Pancreatic cancer is a deadly disease. Usually by the time it’s diagnosed, it’s already reached an advanced stage. But now British researchers have announced that they’ve discovered several bio-markers that could lead to early detection.
Researchers at the Bart’s Cancer Institute in London have just published their findings in the journal Clinical Cancer Research. They say that they’ve identified 3 proteins that when found together in high amounts in the urine are an indicator of stage 1 or 2 pancreatic cancer, And they are reporting an accuracy rate of 90%.
Considering that pancreatic cancer doesn’t present symptoms in its early stages, could this be the diagnostic medical breakthrough the medical community has been waiting for?

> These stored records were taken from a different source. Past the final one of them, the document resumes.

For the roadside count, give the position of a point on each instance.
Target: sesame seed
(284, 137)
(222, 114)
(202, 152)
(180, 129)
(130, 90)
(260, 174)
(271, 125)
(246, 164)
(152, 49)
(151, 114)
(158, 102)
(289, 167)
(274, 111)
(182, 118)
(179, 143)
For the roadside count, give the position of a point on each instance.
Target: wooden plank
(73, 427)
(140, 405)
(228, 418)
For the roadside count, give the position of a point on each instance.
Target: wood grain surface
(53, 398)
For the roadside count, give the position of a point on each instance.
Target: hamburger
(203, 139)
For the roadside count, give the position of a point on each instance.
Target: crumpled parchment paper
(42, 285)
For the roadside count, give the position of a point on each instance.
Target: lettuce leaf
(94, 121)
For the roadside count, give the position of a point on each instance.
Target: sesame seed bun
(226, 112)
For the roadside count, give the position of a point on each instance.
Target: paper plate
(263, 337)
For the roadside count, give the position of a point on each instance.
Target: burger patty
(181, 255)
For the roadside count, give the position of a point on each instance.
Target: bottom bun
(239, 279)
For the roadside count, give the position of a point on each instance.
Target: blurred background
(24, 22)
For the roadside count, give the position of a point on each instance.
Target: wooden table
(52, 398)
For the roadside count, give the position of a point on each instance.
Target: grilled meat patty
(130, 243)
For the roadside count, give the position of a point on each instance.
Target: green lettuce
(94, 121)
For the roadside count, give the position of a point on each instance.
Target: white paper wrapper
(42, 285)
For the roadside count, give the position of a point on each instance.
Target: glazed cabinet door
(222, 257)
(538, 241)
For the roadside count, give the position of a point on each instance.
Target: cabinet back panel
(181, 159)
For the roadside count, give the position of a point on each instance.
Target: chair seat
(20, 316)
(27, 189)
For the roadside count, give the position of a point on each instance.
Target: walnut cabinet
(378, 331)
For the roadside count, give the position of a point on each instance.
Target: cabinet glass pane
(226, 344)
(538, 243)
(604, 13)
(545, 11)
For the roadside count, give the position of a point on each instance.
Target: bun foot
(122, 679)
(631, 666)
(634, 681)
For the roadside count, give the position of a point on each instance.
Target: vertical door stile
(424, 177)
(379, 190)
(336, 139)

In comparing urine samples from healthy patients versus those with pancreatic cancer, the study found that patients with pancreatic cancer had much higher levels of the proteins LYVE1, REGIA and TFF1. Those with chronic pancreatitis–long term inflammation of the pancreas–had lower levels of the proteins, but higher than healthy individuals.
Dr. Tatjana Ornogonic-Jurcevkc, the lead researcher, expressed the hope that a “simple, inexpensive test can be developed and be in clinical use within the next few years.”
In the meantime, the researchers would also like to test the urine of those who are genetically at high risk for pancreatic cancer and see if they too have higher levels of the 3 proteins.